[Numpy-discussion] align `choices` and `sample` with Python `random` module
Warren Weckesser
warren.weckesser at gmail.com
Tue Dec 11 13:50:26 EST 2018
On Tue, Dec 11, 2018 at 1:37 PM Warren Weckesser <warren.weckesser at gmail.com>
wrote:
>
>
> On Tue, Dec 11, 2018 at 10:32 AM Ralf Gommers <ralf.gommers at gmail.com>
> wrote:
>
>>
>>
>> On Mon, Dec 10, 2018 at 10:27 AM Warren Weckesser <
>> warren.weckesser at gmail.com> wrote:
>>
>>>
>>>
>>> On 12/10/18, Ralf Gommers <ralf.gommers at gmail.com> wrote:
>>> > On Sun, Dec 9, 2018 at 2:00 PM Alan Isaac <alan.isaac at gmail.com>
>>> wrote:
>>> >
>>> >> I believe this was proposed in the past to little enthusiasm,
>>> >> with the response, "you're using a library; learn its functions".
>>> >>
>>> >
>>> > Not only that, NumPy and the core libraries around it are the standard
>>> for
>>> > numerical/statistical computing. If core Python devs want to replicate
>>> a
>>> > small subset of that functionality in a new Python version like 3.6, it
>>> > would be sensible for them to choose compatible names. I don't think
>>> > there's any justification for us to bother our users based on new
>>> things
>>> > that get added to the stdlib.
>>> >
>>> >
>>> >> Nevertheless, given the addition of `choices` to the Python
>>> >> random module in 3.6, it would be nice to have the *same name*
>>> >> for parallel functionality in numpy.random.
>>> >>
>>> >> And given the redundancy of numpy.random.sample, it would be
>>> >> nice to deprecate it with the intent to reintroduce
>>> >> the name later, better aligned with Python's usage.
>>> >>
>>> >
>>> > No, there is nothing wrong with the current API, so I'm -10 on
>>> deprecating
>>> > it.
>>>
>>> Actually, the `numpy.random.choice` API has one major weakness. When
>>> `replace` is False and `size` is greater than 1, the function is actually
>>> drawing a *one* sample from a multivariate distribution. For the other
>>> multivariate distributions (multinomial, multivariate_normal and
>>> dirichlet), `size` sets the number of samples to draw from the
>>> distribution. With `replace=False` in `choice`, size becomes a *parameter*
>>> of the distribution, and it is only possible to draw one (multivariate)
>>> sample.
>>>
>>
>> I'm not sure I follow. `choice` draws samples from a given 1-D array,
>> more than 1:
>>
>> In [12]: np.random.choice(np.arange(5), size=2, replace=True)
>> Out[12]: array([2, 2])
>>
>> In [13]: np.random.choice(np.arange(5), size=2, replace=False)
>> Out[13]: array([3, 0])
>>
>> The multivariate distribution you're talking about is for generating the
>> indices I assume. Does the current implementation actually give a result
>> for size>1 that has different statistic properties from calling the
>> function N times with size=1? If so, that's definitely worth a bug report
>> at least (I don't think there is one for this).
>>
>>
> There is no bug, just a limitation in the API.
>
> When I draw without replacement, say, three values from a collection of
> length five, the three values that I get are not independent. So really,
> this is *one* sample from a three-dimensional (discrete-valued)

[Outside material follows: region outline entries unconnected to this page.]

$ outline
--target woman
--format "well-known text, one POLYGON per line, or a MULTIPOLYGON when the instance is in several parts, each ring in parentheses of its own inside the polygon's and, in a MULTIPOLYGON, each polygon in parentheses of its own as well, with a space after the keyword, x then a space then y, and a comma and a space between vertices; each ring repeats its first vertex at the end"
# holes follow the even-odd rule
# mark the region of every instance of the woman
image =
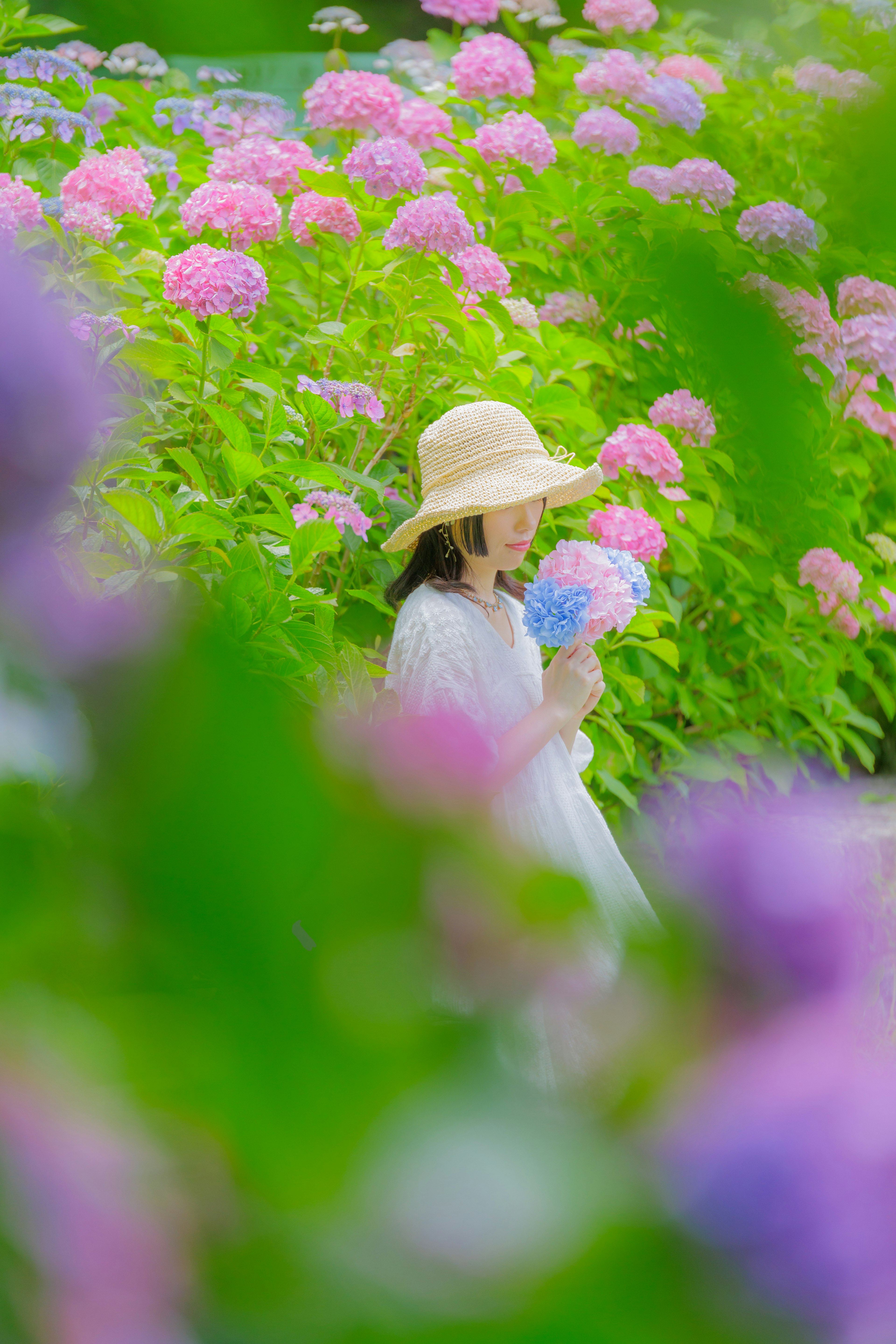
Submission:
POLYGON ((474 402, 420 435, 423 503, 386 551, 415 546, 387 591, 398 606, 388 685, 404 714, 462 712, 493 746, 496 818, 523 848, 574 874, 610 939, 654 915, 579 778, 594 754, 579 731, 603 692, 592 649, 560 649, 543 672, 521 624, 523 562, 544 508, 591 495, 600 468, 549 457, 513 406, 474 402))

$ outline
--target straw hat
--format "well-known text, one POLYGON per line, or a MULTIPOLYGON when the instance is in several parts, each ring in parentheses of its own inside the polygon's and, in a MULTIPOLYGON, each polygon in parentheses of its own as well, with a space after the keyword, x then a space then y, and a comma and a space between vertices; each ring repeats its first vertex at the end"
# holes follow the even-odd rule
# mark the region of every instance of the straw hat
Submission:
POLYGON ((384 551, 414 547, 420 532, 458 517, 545 496, 548 508, 572 504, 603 480, 596 462, 582 470, 566 461, 564 449, 551 457, 525 415, 504 402, 455 406, 423 430, 416 452, 423 503, 384 551))

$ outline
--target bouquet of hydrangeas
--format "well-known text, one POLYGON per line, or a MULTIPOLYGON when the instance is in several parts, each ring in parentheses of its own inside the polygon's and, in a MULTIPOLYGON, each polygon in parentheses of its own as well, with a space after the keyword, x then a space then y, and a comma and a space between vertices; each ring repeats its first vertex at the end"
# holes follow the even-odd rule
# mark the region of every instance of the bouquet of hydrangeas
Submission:
POLYGON ((525 585, 523 624, 539 644, 566 648, 578 637, 594 644, 607 630, 625 630, 650 597, 643 564, 629 551, 596 542, 559 542, 525 585))

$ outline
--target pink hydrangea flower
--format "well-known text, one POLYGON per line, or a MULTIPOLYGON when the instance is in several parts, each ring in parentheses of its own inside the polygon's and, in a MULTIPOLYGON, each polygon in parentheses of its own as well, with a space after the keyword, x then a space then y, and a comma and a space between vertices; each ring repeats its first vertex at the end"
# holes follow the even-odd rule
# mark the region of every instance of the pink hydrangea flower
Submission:
POLYGON ((896 317, 883 313, 862 313, 848 317, 841 327, 846 359, 877 376, 896 378, 896 317))
POLYGON ((218 228, 240 251, 262 239, 273 242, 282 223, 271 192, 251 181, 204 181, 183 203, 180 218, 188 234, 218 228))
POLYGON ((896 448, 896 413, 885 411, 883 406, 879 406, 869 392, 877 391, 877 379, 873 374, 866 374, 860 379, 858 374, 849 372, 846 375, 846 384, 850 388, 856 388, 849 402, 846 403, 845 415, 848 419, 857 419, 860 425, 865 429, 872 430, 875 434, 880 434, 883 438, 888 438, 893 448, 896 448))
POLYGON ((649 476, 657 485, 670 485, 684 474, 669 439, 646 425, 621 425, 604 439, 598 461, 609 481, 618 478, 621 466, 649 476))
POLYGON ((657 74, 672 75, 673 79, 688 79, 689 83, 699 85, 704 93, 728 91, 716 67, 711 66, 703 56, 666 56, 657 66, 657 74))
POLYGON ((580 294, 578 289, 555 289, 545 296, 539 320, 560 327, 563 323, 596 323, 600 309, 592 294, 580 294))
POLYGON ((208 165, 214 181, 253 181, 282 196, 298 184, 301 172, 324 172, 326 164, 314 159, 304 140, 271 140, 246 136, 235 145, 215 149, 208 165))
POLYGON ((59 223, 63 228, 79 230, 103 247, 109 246, 120 227, 95 200, 79 200, 69 210, 63 210, 59 223))
POLYGON ((837 312, 841 317, 884 313, 896 317, 896 289, 868 276, 849 276, 837 289, 837 312))
POLYGON ((345 157, 347 177, 361 177, 369 196, 388 200, 399 191, 418 192, 426 185, 426 164, 407 140, 364 140, 345 157))
POLYGON ((641 144, 641 133, 634 121, 619 116, 613 108, 590 108, 572 128, 572 138, 579 148, 599 145, 606 155, 633 155, 641 144))
MULTIPOLYGON (((818 603, 821 606, 821 602, 818 603)), ((858 620, 848 606, 838 606, 827 622, 833 630, 840 630, 848 640, 854 640, 861 629, 858 620)))
POLYGON ((453 258, 467 290, 477 294, 492 293, 502 298, 510 293, 510 271, 497 253, 482 243, 466 247, 453 258))
POLYGON ((553 163, 556 145, 540 121, 528 112, 505 112, 500 121, 480 126, 473 137, 473 148, 486 164, 500 159, 516 159, 529 164, 537 175, 553 163))
POLYGON ((681 126, 693 136, 707 116, 705 103, 684 79, 672 75, 653 75, 641 102, 653 108, 661 126, 681 126))
MULTIPOLYGON (((875 620, 877 621, 879 625, 883 625, 885 630, 893 630, 893 633, 896 633, 896 593, 891 593, 889 589, 885 589, 883 586, 883 583, 881 583, 880 595, 887 602, 887 610, 885 612, 883 612, 877 606, 877 602, 872 602, 870 598, 866 599, 865 606, 868 607, 869 612, 873 612, 875 620)), ((841 607, 841 610, 844 610, 844 609, 841 607)), ((852 616, 852 612, 850 612, 850 616, 852 616)), ((854 620, 854 617, 853 617, 853 620, 854 620)), ((856 624, 858 625, 858 622, 856 622, 856 624)), ((853 638, 854 637, 856 636, 853 636, 853 638)))
POLYGON ((193 243, 165 266, 164 294, 193 317, 250 317, 267 302, 267 276, 253 257, 193 243))
POLYGON ((625 504, 595 509, 588 519, 588 531, 602 546, 629 551, 642 564, 658 560, 668 544, 656 517, 650 517, 646 509, 626 508, 625 504))
POLYGON ((324 234, 339 234, 347 243, 353 243, 361 231, 357 215, 344 196, 318 196, 316 191, 296 196, 289 212, 289 230, 296 242, 314 247, 317 239, 308 231, 309 222, 324 234))
POLYGON ((582 636, 586 644, 599 640, 607 630, 623 630, 635 614, 631 583, 610 563, 596 542, 557 542, 539 564, 539 578, 591 589, 588 624, 582 636))
MULTIPOLYGON (((341 495, 339 491, 312 491, 305 496, 305 504, 317 504, 322 508, 325 511, 324 521, 333 521, 340 532, 345 532, 348 523, 355 536, 360 536, 363 542, 367 540, 367 530, 372 527, 373 519, 367 517, 360 505, 348 495, 341 495)), ((294 509, 293 516, 296 516, 294 509)))
POLYGON ((308 120, 317 130, 367 130, 394 136, 402 90, 386 75, 367 70, 329 70, 305 90, 308 120))
POLYGON ((649 191, 661 206, 668 206, 672 200, 673 180, 672 168, 661 168, 660 164, 642 164, 629 173, 629 185, 649 191))
POLYGON ((539 310, 528 298, 502 298, 501 305, 506 308, 514 327, 533 329, 539 325, 539 310))
POLYGON ((767 200, 763 206, 744 210, 737 220, 737 233, 763 253, 787 247, 802 257, 809 249, 818 250, 814 219, 786 200, 767 200))
POLYGON ((517 42, 486 32, 465 42, 451 56, 454 87, 461 98, 531 98, 535 71, 517 42))
POLYGON ((454 122, 447 112, 442 112, 426 98, 408 98, 402 103, 395 132, 415 149, 434 149, 439 137, 454 140, 454 122))
POLYGON ((590 98, 607 98, 610 102, 633 98, 639 102, 647 91, 650 75, 630 51, 611 47, 595 60, 588 60, 572 79, 579 93, 590 98))
POLYGON ((462 28, 469 28, 473 23, 480 27, 497 23, 498 7, 500 0, 420 0, 423 13, 431 13, 437 19, 450 19, 462 28))
POLYGON ((799 586, 811 583, 818 594, 821 614, 830 616, 834 612, 830 624, 850 640, 858 634, 858 622, 849 607, 842 607, 841 603, 858 601, 861 581, 862 577, 856 566, 850 560, 844 560, 829 546, 806 551, 799 562, 799 586))
POLYGON ((83 159, 62 179, 59 195, 66 208, 93 200, 109 215, 134 214, 141 219, 146 219, 156 199, 144 179, 144 160, 125 146, 83 159))
POLYGON ((794 83, 802 93, 817 93, 819 98, 836 98, 838 102, 854 102, 880 93, 880 85, 861 70, 841 71, 819 60, 801 66, 794 74, 794 83))
MULTIPOLYGON (((768 300, 790 329, 803 337, 803 344, 797 347, 797 353, 814 355, 819 359, 837 379, 837 388, 842 390, 846 378, 846 355, 840 327, 830 314, 830 302, 823 289, 818 292, 815 298, 805 289, 791 292, 785 285, 770 280, 768 276, 756 271, 747 271, 742 284, 747 290, 758 289, 768 300)), ((811 375, 809 368, 806 372, 811 375)), ((817 375, 811 376, 817 379, 817 375)))
MULTIPOLYGON (((682 430, 685 444, 693 444, 696 438, 701 448, 708 448, 716 433, 712 411, 699 396, 692 396, 686 387, 678 387, 674 392, 658 396, 647 411, 647 419, 654 427, 672 425, 674 429, 682 430)), ((666 495, 666 499, 673 499, 673 496, 666 495)))
POLYGON ((443 257, 454 257, 474 241, 473 226, 450 191, 399 206, 383 235, 384 247, 412 247, 443 257))
POLYGON ((40 196, 21 177, 11 177, 8 172, 0 172, 0 207, 19 228, 39 228, 43 224, 40 196))
POLYGON ((600 32, 622 28, 625 32, 646 32, 660 17, 650 0, 586 0, 582 17, 600 32))

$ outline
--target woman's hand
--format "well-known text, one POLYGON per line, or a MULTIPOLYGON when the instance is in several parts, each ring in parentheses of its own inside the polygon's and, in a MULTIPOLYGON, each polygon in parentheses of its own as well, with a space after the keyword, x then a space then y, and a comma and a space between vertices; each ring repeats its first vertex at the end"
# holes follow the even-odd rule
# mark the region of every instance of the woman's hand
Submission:
POLYGON ((556 714, 560 726, 584 718, 600 699, 603 680, 600 663, 592 648, 576 640, 560 649, 541 673, 544 703, 556 714))

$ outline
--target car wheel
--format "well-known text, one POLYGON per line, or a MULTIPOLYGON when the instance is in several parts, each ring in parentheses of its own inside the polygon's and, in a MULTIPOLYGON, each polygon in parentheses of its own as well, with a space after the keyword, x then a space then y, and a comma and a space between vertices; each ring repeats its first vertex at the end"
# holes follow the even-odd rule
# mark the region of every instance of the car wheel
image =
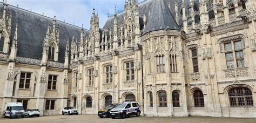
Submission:
POLYGON ((121 116, 121 118, 125 118, 126 117, 126 114, 125 113, 123 113, 121 116))
POLYGON ((137 117, 139 117, 140 115, 140 111, 137 111, 136 113, 136 116, 137 117))

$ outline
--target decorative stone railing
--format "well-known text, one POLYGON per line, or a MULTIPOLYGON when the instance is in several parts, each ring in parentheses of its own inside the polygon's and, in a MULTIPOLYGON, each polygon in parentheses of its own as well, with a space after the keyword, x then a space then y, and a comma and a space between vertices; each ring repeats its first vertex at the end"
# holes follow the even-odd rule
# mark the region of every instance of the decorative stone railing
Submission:
POLYGON ((248 67, 241 67, 224 70, 225 78, 232 78, 236 77, 244 77, 249 76, 248 67))
POLYGON ((55 68, 59 68, 59 69, 64 69, 64 64, 59 63, 55 61, 52 60, 48 60, 47 62, 47 65, 49 67, 52 67, 55 68))
POLYGON ((216 26, 216 21, 215 20, 215 18, 209 19, 209 23, 212 26, 216 26))
POLYGON ((228 16, 230 17, 230 22, 235 20, 237 19, 235 12, 231 13, 228 16))
POLYGON ((193 73, 190 74, 190 78, 191 81, 200 81, 200 73, 193 73))
POLYGON ((219 25, 225 24, 225 17, 224 17, 224 16, 218 17, 218 24, 219 24, 219 25))
POLYGON ((124 81, 123 83, 123 86, 124 87, 134 87, 135 86, 135 81, 124 81))
POLYGON ((9 59, 9 54, 7 53, 0 53, 0 60, 7 61, 9 59))
POLYGON ((192 25, 188 25, 188 26, 187 26, 187 32, 188 32, 193 31, 193 30, 192 30, 192 29, 193 29, 193 26, 192 26, 192 25))
POLYGON ((103 88, 104 90, 109 90, 111 89, 113 87, 113 84, 112 83, 107 83, 107 84, 103 84, 103 88))

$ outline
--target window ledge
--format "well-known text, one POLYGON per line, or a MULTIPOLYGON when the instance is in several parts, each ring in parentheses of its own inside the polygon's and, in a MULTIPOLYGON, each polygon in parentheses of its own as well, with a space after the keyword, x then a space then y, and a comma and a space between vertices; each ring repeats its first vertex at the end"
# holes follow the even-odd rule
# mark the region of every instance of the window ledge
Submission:
POLYGON ((48 91, 58 91, 57 90, 47 90, 48 91))
POLYGON ((27 90, 27 91, 30 91, 31 90, 30 88, 19 88, 19 90, 27 90))

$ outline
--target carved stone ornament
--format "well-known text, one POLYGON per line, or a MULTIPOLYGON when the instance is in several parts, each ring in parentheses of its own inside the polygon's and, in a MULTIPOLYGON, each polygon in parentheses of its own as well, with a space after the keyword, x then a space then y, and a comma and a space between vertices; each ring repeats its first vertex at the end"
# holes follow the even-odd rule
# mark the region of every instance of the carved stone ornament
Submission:
POLYGON ((98 70, 95 70, 93 71, 93 77, 97 77, 98 76, 98 70))
POLYGON ((114 74, 117 74, 118 72, 117 66, 113 66, 112 72, 114 74))
POLYGON ((48 60, 47 65, 49 67, 59 68, 59 69, 64 69, 64 64, 57 62, 55 61, 48 60))
POLYGON ((213 53, 212 51, 212 48, 207 47, 202 49, 203 50, 203 59, 205 59, 206 58, 210 59, 212 58, 213 57, 213 53))

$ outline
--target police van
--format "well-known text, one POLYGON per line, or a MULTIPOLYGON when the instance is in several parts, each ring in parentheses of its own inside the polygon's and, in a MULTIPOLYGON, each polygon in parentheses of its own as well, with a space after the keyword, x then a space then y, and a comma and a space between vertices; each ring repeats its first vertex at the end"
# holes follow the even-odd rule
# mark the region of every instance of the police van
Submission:
POLYGON ((3 112, 4 118, 6 117, 10 118, 22 117, 25 115, 25 111, 23 106, 21 102, 6 102, 4 106, 3 112))
POLYGON ((130 115, 140 115, 140 109, 137 101, 123 102, 118 104, 110 111, 110 117, 114 119, 116 117, 125 118, 130 115))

> distribution. The problem with the current API is that I can't get
> multiple samples from this three-dimensional distribution in one call. If
> I need to repeat the process six times, I have to use a loop, e.g.:
>
> >>> samples = [np.random.choice([10, 20, 30, 40, 50], replace=False,
> size=3) for _ in range(6)]
>
> With the `select` function I described in my previous email, which I'll
> call `random_select` here, the parameter that determines the number of
> items per sample, `nsample`, is separate from the parameter that determines
> the number of samples, `size`:
>
> >>> samples = random_select([10, 20, 30, 40, 50], nsample=3, size=6)
> >>> samples
> array([[30, 40, 50],
> [40, 50, 30],
> [10, 20, 40],
> [20, 30, 50],
> [40, 20, 50],
> [20, 10, 30]])
>
> (`select` is a really bad name, since `numpy.select` already exists and is
> something completely different. I had the longer name `random.select` in
> mind when I started using it. "There are only two hard problems..." etc.)
>
>
As I reread this, I see another naming problem: "sample" is used to mean
different things. In my description above, I referred to one "sample" as
the length-3 sequence generated by one call to `numpy.random.choice([10,
20, 30, 40, 50], replace=False, size=3)`, but in `random_select`, `nsample`
refers to the length of each sequence generated. I use the name 'nsample'
to be consistent with `numpy.random.hypergeometric`. I hope the output of
the `random_select` call shown above makes clear the desired behavior.
Warren
Warren
>
>
>
>> Cheers,
>> Ralf
>>
>>
>>
>>> I thought about this some time ago, and came up with an API that
>>> eliminates the boolean flag, and separates the `size` argument from the
>>> number of items drawn in one sample, which I'll call `nsample`. To avoid
>>> creating a "false friend" with the standard library and with numpy's
>>> `choice`, I'll call this function `select`.
>>>
>>> Here's the proposed signature and docstring. (A prototype
>>> implementation is in a gist at
>>> https://gist.github.com/WarrenWeckesser/2e5905d116e710914af383ee47adc2bf.)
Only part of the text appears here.